Aslı Esma Karaca, “ Mete” de;
Öğrenci hareketlerinin ortasındaki bir ODTÜ’lünün (Orta Doğu Teknik Üniversitesi), stadyuma yazılan “Devrim” yazısından Amerikalıların kaçırılmasına; Türkiye Halk Kurtuluş Ordusu (THKO) davasından idamlara; Taylan Özgür, Sinan Cemgil, Ulaş Bardakçı, Hüseyin İnan, Yusuf Aslan gibi ODTÜ’lü gençlik hareketi liderleriyle yaşadıklarından, Deniz Gezmiş ile hücre arkadaşlığına giden yolculuğunu ve “arda kalmanın” hüznünü anlatıyor.

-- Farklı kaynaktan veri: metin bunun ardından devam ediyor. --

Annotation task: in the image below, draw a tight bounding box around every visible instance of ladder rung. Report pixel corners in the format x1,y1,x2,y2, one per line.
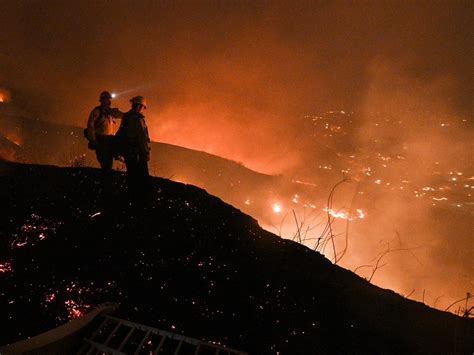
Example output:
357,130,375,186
84,339,127,355
194,344,201,355
134,331,151,355
104,322,122,345
174,339,183,355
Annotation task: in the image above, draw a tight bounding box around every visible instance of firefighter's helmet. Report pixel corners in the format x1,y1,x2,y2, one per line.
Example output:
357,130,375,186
99,91,112,100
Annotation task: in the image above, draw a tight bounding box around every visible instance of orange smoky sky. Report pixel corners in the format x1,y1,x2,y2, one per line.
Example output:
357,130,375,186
0,1,472,173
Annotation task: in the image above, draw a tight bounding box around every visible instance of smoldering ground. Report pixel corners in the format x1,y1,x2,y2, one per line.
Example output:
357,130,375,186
0,1,473,312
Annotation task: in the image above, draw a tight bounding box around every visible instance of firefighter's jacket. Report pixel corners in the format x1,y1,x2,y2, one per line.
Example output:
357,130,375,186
117,110,151,161
87,106,123,141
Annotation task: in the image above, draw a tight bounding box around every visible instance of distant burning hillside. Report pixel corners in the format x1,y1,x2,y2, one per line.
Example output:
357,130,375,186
0,163,474,354
0,111,473,318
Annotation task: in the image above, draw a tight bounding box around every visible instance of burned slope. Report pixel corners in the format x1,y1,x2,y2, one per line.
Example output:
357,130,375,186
0,163,474,354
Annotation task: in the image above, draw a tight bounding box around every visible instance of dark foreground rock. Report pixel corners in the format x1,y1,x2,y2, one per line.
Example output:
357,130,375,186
0,162,474,354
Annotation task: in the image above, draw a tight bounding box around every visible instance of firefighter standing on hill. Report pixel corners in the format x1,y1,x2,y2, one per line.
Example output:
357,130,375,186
86,91,123,171
117,96,150,202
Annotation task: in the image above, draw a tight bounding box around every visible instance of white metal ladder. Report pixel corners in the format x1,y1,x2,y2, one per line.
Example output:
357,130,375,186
78,315,248,355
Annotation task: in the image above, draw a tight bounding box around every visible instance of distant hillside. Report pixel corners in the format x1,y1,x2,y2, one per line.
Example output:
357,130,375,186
0,162,474,354
0,114,292,217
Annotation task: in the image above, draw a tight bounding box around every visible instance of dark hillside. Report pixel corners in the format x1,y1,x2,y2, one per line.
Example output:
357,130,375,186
0,162,474,354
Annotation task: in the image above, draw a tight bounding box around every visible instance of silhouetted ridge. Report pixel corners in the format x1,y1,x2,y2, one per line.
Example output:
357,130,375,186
0,162,474,354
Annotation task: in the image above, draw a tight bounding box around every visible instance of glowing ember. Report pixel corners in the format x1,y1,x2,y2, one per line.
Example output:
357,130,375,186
0,262,12,273
272,202,281,213
45,293,56,303
64,300,84,319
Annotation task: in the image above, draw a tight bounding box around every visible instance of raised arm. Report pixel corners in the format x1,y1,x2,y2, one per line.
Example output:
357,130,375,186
87,107,100,141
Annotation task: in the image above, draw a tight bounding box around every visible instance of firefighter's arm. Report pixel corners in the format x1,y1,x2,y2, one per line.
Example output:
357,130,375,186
87,108,100,142
137,120,150,161
109,107,125,120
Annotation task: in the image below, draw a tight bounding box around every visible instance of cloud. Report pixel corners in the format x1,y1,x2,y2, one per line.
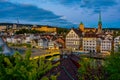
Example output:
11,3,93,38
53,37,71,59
48,0,117,12
0,0,72,25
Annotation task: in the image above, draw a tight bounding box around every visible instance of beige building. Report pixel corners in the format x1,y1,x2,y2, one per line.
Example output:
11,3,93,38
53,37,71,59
82,34,99,52
114,36,120,52
65,29,82,50
0,26,7,31
32,26,57,32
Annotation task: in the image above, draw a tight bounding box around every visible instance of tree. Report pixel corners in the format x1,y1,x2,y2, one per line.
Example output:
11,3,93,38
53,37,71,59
105,52,120,80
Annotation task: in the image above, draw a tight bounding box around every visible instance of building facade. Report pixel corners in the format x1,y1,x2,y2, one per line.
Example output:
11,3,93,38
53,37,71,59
32,26,57,32
114,36,120,52
82,33,98,53
66,29,82,50
100,39,112,53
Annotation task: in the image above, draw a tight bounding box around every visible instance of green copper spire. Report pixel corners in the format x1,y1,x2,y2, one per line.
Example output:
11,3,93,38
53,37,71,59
98,12,102,24
80,22,83,25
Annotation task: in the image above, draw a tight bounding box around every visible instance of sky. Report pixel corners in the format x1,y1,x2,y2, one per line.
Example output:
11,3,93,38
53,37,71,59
0,0,120,28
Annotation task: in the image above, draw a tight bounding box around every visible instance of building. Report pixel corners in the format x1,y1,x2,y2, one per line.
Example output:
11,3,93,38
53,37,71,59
79,22,96,33
114,36,120,52
32,26,57,33
97,13,102,34
79,13,102,34
100,38,112,53
82,31,99,52
65,29,82,50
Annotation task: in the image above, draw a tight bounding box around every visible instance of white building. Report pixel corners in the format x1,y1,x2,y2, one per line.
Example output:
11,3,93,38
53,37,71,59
114,36,120,52
100,38,112,53
83,36,97,52
66,29,82,50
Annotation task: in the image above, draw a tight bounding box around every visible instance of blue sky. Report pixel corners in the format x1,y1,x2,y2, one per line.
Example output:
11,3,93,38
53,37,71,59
0,0,120,28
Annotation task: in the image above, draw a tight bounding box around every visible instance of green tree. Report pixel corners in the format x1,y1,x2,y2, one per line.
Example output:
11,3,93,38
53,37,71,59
105,52,120,80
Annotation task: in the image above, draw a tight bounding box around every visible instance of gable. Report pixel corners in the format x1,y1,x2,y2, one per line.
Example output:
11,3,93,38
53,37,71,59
66,29,79,37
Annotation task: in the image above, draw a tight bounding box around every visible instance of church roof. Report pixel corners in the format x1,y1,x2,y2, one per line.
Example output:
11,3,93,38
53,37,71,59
73,29,82,37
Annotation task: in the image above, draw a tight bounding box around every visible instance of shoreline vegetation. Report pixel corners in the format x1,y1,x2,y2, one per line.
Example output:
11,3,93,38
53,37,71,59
78,51,120,80
0,49,60,80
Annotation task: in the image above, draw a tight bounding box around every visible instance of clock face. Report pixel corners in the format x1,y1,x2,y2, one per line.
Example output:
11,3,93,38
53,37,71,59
0,46,3,52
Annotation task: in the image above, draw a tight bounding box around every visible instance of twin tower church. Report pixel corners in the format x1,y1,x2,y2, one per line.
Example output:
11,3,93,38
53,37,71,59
79,13,102,34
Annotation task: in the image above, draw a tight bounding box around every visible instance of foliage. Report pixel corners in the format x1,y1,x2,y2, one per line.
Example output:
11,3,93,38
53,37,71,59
8,43,31,48
78,58,104,80
0,50,53,80
50,75,57,80
15,29,44,34
78,52,120,80
57,28,69,34
41,76,49,80
105,52,120,80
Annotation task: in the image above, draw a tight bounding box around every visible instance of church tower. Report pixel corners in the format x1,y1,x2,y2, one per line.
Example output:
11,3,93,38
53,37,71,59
97,13,102,34
79,22,84,32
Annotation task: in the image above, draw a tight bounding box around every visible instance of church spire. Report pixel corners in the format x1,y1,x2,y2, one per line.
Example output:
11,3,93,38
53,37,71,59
97,12,102,34
98,12,102,24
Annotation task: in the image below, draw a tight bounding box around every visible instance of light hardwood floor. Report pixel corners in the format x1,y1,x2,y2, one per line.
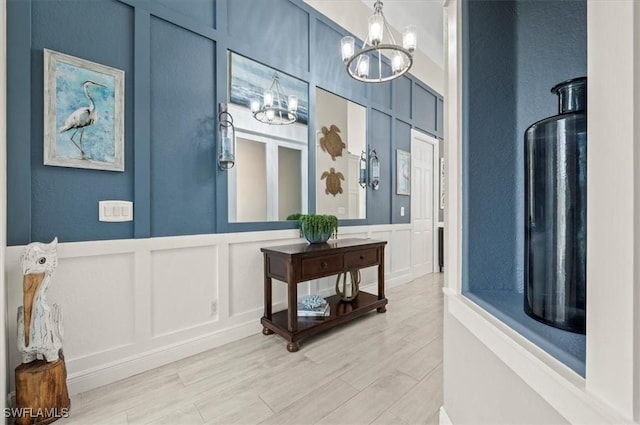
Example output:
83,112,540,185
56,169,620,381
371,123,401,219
57,273,443,425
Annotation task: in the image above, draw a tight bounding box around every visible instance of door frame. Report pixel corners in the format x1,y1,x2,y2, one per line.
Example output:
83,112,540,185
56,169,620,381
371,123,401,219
411,128,440,275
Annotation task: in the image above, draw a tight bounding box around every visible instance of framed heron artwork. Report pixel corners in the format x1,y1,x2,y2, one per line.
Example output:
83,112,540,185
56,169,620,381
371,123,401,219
44,49,124,171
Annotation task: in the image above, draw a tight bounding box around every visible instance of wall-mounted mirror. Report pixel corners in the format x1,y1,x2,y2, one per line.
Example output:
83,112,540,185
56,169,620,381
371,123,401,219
315,88,367,219
228,53,309,222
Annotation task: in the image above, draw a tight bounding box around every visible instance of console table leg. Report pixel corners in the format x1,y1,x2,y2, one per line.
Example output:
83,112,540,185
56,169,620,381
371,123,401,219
287,341,300,353
262,254,273,320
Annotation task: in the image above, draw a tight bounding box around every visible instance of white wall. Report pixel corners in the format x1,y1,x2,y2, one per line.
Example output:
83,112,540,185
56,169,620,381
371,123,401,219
304,0,444,94
444,307,568,425
0,0,9,411
6,225,411,393
444,0,640,424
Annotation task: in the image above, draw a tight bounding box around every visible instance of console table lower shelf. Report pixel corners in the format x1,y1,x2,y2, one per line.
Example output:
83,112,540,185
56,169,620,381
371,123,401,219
261,291,388,352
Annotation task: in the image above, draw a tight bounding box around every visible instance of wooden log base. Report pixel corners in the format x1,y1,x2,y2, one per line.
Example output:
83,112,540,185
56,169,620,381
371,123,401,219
15,355,71,425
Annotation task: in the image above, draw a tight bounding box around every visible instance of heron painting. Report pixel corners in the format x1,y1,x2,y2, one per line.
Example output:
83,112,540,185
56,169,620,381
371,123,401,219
44,49,124,171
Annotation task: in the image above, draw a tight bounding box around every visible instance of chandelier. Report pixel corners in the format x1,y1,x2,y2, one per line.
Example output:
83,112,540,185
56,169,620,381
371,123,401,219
340,0,417,83
251,72,298,125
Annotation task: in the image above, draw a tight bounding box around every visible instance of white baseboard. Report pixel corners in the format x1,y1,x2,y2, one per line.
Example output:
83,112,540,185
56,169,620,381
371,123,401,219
67,320,262,395
440,406,453,425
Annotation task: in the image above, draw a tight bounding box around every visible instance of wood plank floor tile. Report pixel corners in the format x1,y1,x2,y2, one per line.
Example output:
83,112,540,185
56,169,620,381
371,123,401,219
260,379,358,425
389,365,443,424
317,373,417,425
56,274,443,425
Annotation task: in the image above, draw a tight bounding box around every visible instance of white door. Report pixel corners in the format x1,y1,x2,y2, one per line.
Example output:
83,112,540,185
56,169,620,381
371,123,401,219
411,130,438,278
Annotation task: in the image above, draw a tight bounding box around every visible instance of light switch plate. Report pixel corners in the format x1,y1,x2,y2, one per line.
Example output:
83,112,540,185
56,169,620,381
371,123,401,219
98,201,133,222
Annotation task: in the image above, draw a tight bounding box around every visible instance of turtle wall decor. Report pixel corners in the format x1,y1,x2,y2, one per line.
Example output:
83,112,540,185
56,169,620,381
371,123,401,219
320,124,347,161
320,167,344,197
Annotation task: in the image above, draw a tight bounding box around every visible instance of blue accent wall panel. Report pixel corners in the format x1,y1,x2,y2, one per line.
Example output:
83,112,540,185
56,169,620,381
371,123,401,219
312,21,366,104
367,109,395,224
436,98,444,138
153,0,216,28
391,120,411,223
7,0,31,245
393,76,413,121
464,0,587,292
411,84,438,134
151,18,216,236
7,0,439,245
27,1,134,242
464,1,523,290
227,0,309,75
368,64,393,109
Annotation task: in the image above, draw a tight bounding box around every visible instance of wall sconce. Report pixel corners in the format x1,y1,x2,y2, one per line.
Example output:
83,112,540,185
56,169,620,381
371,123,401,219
369,149,380,190
358,151,367,189
218,103,236,170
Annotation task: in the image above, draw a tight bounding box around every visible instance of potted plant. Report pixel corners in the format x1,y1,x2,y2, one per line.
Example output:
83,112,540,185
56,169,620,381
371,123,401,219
297,214,338,243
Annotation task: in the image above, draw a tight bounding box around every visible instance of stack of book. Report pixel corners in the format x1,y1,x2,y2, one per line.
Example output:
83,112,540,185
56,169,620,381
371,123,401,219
298,299,331,319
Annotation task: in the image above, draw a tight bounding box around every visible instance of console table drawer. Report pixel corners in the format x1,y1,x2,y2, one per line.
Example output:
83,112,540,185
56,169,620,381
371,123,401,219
301,255,344,281
344,248,378,269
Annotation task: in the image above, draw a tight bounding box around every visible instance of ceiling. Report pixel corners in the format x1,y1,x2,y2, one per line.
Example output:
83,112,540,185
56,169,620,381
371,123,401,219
362,0,444,68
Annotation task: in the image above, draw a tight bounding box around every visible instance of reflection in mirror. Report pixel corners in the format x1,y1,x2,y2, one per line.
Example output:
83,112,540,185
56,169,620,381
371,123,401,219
228,53,309,223
316,88,367,219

Bir solukta bitireceğiniz bu 68 hikayesi aynı zamanda, yazarının gençlere ve gelecek nesillere aktarılmasını umut ettiği bir yazılı tarih çalışması.
“Tarihten öğreneceğimiz tek şey; asla asla hiçbir şeyi öğrenemeyeceğiz” diyenlere inat , bir umut…
İyi okumalar.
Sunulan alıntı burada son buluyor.